AssemblyAI's u3-rt-pro model supports built-in turn detection for more natural conversation flow:

```python theme={null}
from pipecat.services.assemblyai.stt import AssemblyAISTTService

stt = AssemblyAISTTService(
    api_key=os.getenv("ASSEMBLYAI_API_KEY"),
    vad_force_turn_endpoint=False,  # Use AssemblyAI's built-in turn detection
    settings=AssemblyAISTTService.Settings(
        # Optional: Tune turn detection timing
        min_turn_silence=100,  # Minimum silence (ms) when confident about end-of-turn
        max_turn_silence=1000,  # Maximum silence (ms) before forcing end-of-turn
    ),
)
```

### With Speaker Diarization

Enable speaker identification for multi-party conversations:

```python theme={null}
from pipecat.services.assemblyai.stt import AssemblyAISTTService

stt = AssemblyAISTTService(
    api_key=os.getenv("ASSEMBLYAI_API_KEY"),
    settings=AssemblyAISTTService.Settings(
        speaker_labels=True,  # Enable speaker diarization
    ),
    speaker_format="{speaker}: {text}",  # Format transcripts with speaker labels
)
```

## Notes

* **u3-rt-pro model**: The default model is now `u3-rt-pro`, which provides the best performance and supports built-in turn detection.
* **Turn detection modes**:
  * **Pipecat mode** (`vad_force_turn_endpoint=True`, default): Forces AssemblyAI to return finals ASAP so Pipecat's turn detection (e.g., Smart Turn) decides when the user is done.

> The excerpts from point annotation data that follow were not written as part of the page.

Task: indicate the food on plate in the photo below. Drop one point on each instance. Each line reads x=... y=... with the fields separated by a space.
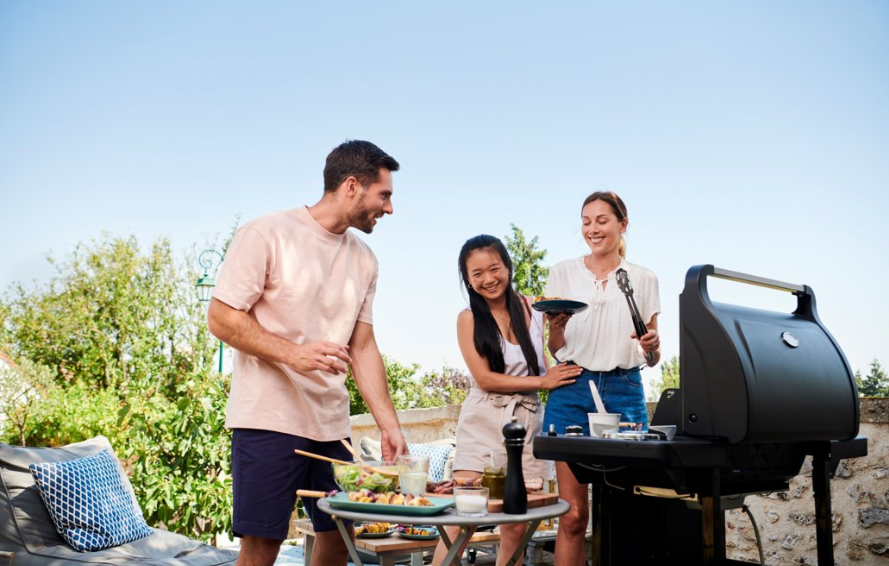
x=446 y=487
x=352 y=477
x=534 y=485
x=388 y=498
x=418 y=531
x=539 y=298
x=372 y=528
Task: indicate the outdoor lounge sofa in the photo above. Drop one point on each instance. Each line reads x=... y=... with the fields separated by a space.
x=27 y=530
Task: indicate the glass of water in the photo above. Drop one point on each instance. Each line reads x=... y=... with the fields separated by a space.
x=413 y=472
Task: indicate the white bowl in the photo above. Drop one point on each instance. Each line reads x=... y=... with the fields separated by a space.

The service sends a `ForceEndpoint` message when VAD detects the user has stopped speaking.
  * **AssemblyAI mode** (`vad_force_turn_endpoint=False`, u3-rt-pro only): AssemblyAI's model controls turn endings using built-in turn detection. The service emits `UserStartedSpeakingFrame` and `UserStoppedSpeakingFrame` based on AssemblyAI's detection.
* **Speaker diarization**: Enable `speaker_labels=True` in Settings to automatically identify different speakers. Final transcripts will include a speaker field (e.g., "Speaker A", "Speaker B"). Use the `speaker_format` parameter to format transcripts with speaker labels.
* **Language detection**: When using `universal-streaming-multilingual` with `language_detection=True`, Turn messages include `language_code` and `language_confidence` fields for automatic language detection.
* **Prompting**: The `prompt` parameter (u3-rt-pro only) allows you to guide transcription for specific names, terms, or domain vocabulary. This is a beta feature - AssemblyAI recommends testing without a prompt first. Cannot be used with `keyterms_prompt`.
* **Dynamic settings updates**: You can update `keyterms_prompt`, `prompt`, `min_turn_silence`, and `max_turn_silence` at runtime using `STTUpdateSettingsFrame` without reconnecting.

<Tip>
  The `connection_params=` / `InputParams` / `params=` pattern is deprecated as
  of v0.0.105. Use `Settings` / `settings=` instead. See the [Service Settings
  guide](/pipecat/fundamentals/service-settings) for migration details.
</Tip>

## Event Handlers

AssemblyAI STT supports the standard [service connection events](/api-reference/server/events/service-events), plus turn-level events for conversation tracking:

| Event             | Description                                                   |
| ----------------- | ------------------------------------------------------------- |
| `on_connected`    | Connected to AssemblyAI WebSocket                             |
| `on_disconnected` | Disconnected from AssemblyAI WebSocket                        |
| `on_end_of_turn`  | End of turn detected (fires after final transcript is pushed) |

```python theme={null}
@stt.event_handler("on_connected")
async def on_connected(service):
    print("Connected to AssemblyAI")

@stt.event_handler("on_end_of_turn")
async def on_end_of_turn(service, transcript):
    print(f"Turn ended: {transcript}")
```

The `on_end_of_turn` event receives `(service, transcript)` where `transcript` is the final transcript text. This event fires after the final transcript is pushed, providing a reliable hook for end-of-turn logic that doesn't race with `TranscriptionFrame`. Works in both Pipecat and AssemblyAI turn detection modes.